The House of Teururai was the reigning family of the kingdom of Huahine and Maia'o between Ari'imate's coronation in 1852 and Teha'apapa III's cession of the kingdom to France in 1895.  Teururai kings first ruled Huahine in the middle of the 19th century. By the end 19th century, a member of the Teururai dynasty also held thrones in Raiatea.

Teururai monarchs ruled Huahine and Maia'o (from 1852) and Raiatea (from 1885) until the 1895 abdication of the each monarch during the French Third Republic annexation. The cadet line, the elected monarch of Raiatea, of the Teururai was deposed in 1888 whereas the senior line, for 7 years more, ruled until their Queen was deposed by French in 1895.

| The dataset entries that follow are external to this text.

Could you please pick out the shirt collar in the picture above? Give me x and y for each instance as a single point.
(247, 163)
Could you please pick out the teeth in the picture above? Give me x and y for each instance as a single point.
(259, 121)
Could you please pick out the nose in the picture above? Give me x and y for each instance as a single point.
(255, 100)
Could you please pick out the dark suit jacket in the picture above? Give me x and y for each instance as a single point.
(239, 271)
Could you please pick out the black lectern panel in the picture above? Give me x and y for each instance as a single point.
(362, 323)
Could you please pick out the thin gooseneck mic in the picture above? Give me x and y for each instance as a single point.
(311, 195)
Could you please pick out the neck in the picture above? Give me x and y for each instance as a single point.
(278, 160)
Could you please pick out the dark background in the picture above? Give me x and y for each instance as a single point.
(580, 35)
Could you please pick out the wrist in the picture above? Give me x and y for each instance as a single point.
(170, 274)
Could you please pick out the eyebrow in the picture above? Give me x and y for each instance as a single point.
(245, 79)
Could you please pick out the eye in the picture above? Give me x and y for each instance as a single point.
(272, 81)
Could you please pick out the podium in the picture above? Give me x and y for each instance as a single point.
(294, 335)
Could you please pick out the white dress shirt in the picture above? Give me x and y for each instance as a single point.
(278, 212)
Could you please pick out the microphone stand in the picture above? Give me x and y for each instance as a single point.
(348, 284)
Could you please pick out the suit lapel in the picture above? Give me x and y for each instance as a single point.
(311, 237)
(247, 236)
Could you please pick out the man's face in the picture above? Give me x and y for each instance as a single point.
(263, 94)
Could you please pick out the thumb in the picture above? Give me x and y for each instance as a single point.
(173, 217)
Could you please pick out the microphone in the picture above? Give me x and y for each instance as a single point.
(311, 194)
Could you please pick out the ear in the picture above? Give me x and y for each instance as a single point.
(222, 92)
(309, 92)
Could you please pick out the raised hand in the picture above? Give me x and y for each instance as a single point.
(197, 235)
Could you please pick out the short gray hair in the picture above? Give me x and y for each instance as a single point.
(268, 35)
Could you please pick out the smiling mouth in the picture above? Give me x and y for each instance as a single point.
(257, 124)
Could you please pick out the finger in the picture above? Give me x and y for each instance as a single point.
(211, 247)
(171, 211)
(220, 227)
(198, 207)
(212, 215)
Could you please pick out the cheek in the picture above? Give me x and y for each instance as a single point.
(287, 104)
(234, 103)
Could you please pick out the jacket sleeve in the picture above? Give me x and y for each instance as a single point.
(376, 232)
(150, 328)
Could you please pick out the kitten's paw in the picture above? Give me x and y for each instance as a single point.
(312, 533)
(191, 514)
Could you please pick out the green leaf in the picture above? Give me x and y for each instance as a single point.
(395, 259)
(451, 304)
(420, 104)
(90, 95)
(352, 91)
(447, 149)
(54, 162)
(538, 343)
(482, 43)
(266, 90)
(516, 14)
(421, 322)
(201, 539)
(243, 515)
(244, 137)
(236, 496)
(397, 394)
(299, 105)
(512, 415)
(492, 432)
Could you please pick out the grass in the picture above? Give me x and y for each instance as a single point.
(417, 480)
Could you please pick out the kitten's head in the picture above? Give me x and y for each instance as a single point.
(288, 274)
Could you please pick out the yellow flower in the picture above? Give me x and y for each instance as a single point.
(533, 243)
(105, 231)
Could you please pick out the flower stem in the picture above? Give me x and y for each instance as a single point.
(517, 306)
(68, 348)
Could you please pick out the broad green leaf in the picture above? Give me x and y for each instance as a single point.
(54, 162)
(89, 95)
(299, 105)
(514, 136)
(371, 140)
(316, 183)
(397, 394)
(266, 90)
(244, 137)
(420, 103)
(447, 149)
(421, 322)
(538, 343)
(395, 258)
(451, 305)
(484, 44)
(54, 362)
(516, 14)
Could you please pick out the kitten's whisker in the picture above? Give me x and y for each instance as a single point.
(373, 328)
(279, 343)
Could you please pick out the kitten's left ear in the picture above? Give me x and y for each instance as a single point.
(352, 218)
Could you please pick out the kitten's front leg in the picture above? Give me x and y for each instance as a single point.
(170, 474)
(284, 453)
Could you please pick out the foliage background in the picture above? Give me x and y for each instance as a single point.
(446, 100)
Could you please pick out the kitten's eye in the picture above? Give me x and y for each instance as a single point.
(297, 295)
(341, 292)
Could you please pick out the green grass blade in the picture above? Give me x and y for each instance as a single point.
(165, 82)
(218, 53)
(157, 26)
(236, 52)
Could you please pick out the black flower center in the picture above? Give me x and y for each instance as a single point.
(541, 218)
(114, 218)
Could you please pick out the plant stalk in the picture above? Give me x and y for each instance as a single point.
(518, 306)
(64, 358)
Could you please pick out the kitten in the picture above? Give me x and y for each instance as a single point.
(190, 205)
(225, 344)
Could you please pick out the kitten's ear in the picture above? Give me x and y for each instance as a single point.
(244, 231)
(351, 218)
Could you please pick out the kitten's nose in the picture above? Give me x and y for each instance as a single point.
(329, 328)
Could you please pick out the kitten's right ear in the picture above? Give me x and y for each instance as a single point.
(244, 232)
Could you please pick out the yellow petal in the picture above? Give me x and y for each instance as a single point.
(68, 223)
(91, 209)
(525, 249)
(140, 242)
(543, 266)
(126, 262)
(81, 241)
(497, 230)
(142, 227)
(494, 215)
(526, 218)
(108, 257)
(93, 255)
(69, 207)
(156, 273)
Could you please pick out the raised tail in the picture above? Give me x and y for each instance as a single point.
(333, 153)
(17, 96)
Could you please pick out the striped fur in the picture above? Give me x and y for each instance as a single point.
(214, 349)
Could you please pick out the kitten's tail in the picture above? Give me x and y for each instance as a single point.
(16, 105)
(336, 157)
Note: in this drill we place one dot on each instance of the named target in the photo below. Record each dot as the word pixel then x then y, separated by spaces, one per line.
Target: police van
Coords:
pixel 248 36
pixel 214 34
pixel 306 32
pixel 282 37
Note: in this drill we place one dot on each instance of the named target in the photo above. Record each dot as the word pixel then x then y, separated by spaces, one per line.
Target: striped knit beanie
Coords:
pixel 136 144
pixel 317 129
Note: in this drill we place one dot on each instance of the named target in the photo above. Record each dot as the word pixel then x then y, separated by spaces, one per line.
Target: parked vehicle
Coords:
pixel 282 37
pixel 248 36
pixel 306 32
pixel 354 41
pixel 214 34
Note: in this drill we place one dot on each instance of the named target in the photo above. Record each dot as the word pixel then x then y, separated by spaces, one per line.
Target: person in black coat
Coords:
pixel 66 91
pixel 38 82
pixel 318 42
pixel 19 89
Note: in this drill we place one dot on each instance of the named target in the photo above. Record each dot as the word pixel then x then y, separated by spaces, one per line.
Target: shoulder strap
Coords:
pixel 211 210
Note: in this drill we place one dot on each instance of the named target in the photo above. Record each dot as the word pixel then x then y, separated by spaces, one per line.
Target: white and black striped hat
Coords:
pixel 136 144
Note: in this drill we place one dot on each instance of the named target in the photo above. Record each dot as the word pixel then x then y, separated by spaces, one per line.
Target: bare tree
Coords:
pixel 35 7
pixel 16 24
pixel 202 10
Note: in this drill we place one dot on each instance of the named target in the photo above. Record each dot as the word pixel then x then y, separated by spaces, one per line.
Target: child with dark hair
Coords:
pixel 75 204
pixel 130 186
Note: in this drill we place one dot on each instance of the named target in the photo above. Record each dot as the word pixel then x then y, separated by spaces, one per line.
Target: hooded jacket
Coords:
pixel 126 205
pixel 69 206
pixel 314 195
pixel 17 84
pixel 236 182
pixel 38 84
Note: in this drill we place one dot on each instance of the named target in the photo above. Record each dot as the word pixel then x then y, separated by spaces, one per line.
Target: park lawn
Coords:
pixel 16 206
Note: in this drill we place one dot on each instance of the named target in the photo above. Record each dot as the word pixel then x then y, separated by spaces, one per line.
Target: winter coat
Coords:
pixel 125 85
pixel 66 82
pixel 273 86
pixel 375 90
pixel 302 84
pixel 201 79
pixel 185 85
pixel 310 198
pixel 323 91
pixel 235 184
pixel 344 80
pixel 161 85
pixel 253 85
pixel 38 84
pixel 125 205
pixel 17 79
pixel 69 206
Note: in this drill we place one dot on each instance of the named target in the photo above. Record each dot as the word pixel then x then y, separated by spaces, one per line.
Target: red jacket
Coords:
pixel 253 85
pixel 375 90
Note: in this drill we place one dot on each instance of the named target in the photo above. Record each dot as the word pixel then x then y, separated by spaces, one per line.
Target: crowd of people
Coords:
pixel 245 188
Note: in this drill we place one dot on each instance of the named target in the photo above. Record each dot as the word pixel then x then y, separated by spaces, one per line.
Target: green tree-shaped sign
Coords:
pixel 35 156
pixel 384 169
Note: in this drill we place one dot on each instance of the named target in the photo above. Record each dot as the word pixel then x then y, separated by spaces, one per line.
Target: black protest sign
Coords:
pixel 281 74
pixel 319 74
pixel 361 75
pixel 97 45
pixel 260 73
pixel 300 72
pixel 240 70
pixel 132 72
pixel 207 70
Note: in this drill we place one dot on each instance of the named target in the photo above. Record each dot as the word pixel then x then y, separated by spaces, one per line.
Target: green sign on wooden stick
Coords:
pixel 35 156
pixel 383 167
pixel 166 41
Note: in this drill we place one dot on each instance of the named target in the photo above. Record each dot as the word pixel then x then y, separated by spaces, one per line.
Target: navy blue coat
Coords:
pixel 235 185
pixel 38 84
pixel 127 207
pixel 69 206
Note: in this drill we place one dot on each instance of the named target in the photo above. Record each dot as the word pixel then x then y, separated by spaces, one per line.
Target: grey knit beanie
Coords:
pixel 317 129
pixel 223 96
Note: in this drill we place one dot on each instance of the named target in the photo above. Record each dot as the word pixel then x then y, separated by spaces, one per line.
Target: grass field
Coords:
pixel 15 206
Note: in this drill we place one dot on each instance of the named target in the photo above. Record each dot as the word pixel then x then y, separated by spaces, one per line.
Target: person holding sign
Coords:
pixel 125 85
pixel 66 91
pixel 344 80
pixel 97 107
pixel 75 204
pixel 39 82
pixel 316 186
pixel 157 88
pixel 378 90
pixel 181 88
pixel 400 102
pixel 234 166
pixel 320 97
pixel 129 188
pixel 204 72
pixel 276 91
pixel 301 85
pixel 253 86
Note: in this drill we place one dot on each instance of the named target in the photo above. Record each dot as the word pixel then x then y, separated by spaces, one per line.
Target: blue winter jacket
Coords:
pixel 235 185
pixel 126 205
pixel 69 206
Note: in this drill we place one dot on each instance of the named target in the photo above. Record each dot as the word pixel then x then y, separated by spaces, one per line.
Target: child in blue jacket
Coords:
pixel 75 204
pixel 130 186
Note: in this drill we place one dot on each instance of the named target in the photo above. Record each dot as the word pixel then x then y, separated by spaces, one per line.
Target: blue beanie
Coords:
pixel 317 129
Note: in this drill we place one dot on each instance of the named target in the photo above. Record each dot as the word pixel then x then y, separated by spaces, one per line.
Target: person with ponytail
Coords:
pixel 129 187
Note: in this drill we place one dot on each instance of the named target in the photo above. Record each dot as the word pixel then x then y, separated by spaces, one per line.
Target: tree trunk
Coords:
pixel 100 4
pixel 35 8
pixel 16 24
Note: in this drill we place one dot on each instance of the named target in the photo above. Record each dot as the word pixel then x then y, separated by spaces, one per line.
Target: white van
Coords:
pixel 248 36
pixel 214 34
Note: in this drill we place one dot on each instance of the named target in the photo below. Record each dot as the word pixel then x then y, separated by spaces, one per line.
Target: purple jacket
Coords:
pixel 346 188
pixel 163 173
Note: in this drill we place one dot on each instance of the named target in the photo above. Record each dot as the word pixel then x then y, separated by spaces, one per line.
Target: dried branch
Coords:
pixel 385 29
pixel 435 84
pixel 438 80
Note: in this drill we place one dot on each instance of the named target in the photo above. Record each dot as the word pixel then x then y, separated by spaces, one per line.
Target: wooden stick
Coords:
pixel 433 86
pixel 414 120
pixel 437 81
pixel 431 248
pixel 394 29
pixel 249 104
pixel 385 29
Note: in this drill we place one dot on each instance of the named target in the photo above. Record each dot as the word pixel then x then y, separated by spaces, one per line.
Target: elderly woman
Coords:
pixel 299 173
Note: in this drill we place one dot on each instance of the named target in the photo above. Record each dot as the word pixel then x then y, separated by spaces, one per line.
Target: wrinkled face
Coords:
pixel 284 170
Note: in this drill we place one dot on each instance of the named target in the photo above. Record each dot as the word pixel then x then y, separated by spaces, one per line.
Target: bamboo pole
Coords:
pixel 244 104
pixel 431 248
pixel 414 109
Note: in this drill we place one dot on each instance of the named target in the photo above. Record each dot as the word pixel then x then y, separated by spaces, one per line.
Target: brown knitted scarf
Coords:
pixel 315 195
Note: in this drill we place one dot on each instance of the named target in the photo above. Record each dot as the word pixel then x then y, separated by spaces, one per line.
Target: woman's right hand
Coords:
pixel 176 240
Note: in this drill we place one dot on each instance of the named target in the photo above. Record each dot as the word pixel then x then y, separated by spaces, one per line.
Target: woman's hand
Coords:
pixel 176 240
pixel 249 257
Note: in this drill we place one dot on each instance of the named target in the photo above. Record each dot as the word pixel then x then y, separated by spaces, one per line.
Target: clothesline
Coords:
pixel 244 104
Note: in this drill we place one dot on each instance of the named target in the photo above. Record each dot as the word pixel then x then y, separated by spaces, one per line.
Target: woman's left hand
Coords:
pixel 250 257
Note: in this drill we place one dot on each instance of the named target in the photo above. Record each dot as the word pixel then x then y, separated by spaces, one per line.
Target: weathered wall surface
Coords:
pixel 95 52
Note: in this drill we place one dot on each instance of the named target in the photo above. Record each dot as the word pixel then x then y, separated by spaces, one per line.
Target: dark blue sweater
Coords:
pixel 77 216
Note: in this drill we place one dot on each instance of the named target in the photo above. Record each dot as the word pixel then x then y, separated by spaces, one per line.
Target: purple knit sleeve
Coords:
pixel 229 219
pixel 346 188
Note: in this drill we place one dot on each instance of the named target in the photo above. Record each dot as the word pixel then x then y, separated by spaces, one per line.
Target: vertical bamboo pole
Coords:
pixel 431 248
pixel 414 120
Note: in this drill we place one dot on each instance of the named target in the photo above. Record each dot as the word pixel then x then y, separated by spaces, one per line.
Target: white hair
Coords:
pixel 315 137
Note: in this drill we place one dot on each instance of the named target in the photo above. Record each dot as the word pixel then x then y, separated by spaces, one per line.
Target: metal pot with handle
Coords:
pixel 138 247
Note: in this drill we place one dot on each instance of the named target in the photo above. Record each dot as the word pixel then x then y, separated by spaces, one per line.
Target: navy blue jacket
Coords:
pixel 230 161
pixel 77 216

Ari'imate was the first Teururai ruler of Huahine and Maia'o, from 1852. The Teururai is closely related to the other Tahitian royal dynasty as the Royal family of Tahiti, then to the Royal family of Raiatea. From this Huahinean line comes the last royal line of Raiatea and Tahaa.

Origins 

The House of Teururai was originally a noble family from a chiefdom of Huahine.

The House of Teururai 

In 1840, Chief Ari'imate of Huahine, only grandson of the governor of Huahine, married Princess Maerehia of Raiatea, only daughter and thus heiress to the King Tamatoa of Raiatea and Tahaa.

The senior line of the Teururai remained, the ruling house of Huahine until 1895. This line was represented by Prince Marama, eldest son of King Ari'imate, through his eldest daughter, Queen Tehaapapa, the last sovereign of Huahine. He was regent to his Queen-daughter.

Teururai of Raiatea and Tahaa 
The Raiatea line of the House of Teururai was founded and represented by Tamatoa VI. Indeed, the younger brother of Prince Marama, Prince Ari'imate was designated King of Raiatea and Tahaa in 1884 and crowned in 1885. He was deposed by French in 1888. 
He became the last monarch of Raiatea and Tahaa. His descendant remains the royal family of Raiatea.

List of Teururai rulers

Monarchs of Huahine and Maia'o 
Dates indicate reigns, not lifetimes.

 King Ari'imate  (1852–1868)
 Queen Teha'apapa II (1868–1893)
 Queen Teha'apapa III (1893–1895)
 Queen Teuhe, in rebellion (1888–1890)
 Prince Marama (Regent) (1884–1895)

Monarchs of Raiatea and Tahaa 
Dates indicates reigns, not lifetime.

 King Tamatoa VI (1885-1888)

Legitimist claimants

Heads of the Huahine House of Teururai (since 1895) 

 Crown Prince Marama and his three daughters' descent:
 Her Majesty Queen Teha'apapa.
 Her Highness Princess Téa-nui-nui-ata.
 Her Highness Princess Té-tua-marama.
 King Tamatoa VI and his lineage:
 His Highness Crown Prince Tamatoa of Raiatea and Tahaa
 Prince Opuhara Pehupehu Teururai
 Princess Tevahineha'amo'eatua Teururai
 Princess Teri'imanaiterai Teururai
 Prince Mahine Taaroari'i Teururai
 Prince Tefauvero Teururai
 Princess Vai-ra'a-toa Teururai, she had issue three children's.
 Prince Téri'i-té-po-rou-ara'i Teururai (1857–1899), His family established in Tahiti.
 Prince Fatino Marae-ta'ata Teururai (1859–1884), He had issue eight children.
 Princess Tu-rai-ari'i Teururai (1862-?), she had issue two children through an irregular union.
 Princess Téri'i-na-va-ho-ro'a Teururai (1863–1918), she had eleven children.
 Princess Té-fa'a-ora Teururai (1868–1928), she had issue two daughters.

Claimants to the Raiatea crown

Heads of the House of Teururai 
 King Tamatoa VI and his lineage:
 His Highness Crown Prince Tamatoa of Raiatea and Tahaa
 Prince Opuhara Pehupehu Teururai
 Princess Tevahineha'amo'eatua Teururai
 Princess Teri'imanaiterai Teururai
 Prince Mahine Ta'aroari'i Teururai
 Prince Tefauvero Teururai

Others royal claimants 
 The Pomare royal family of Tahiti.
 The other descendants of the first's Tamatoa sovereign of Raiatea and Tahaa.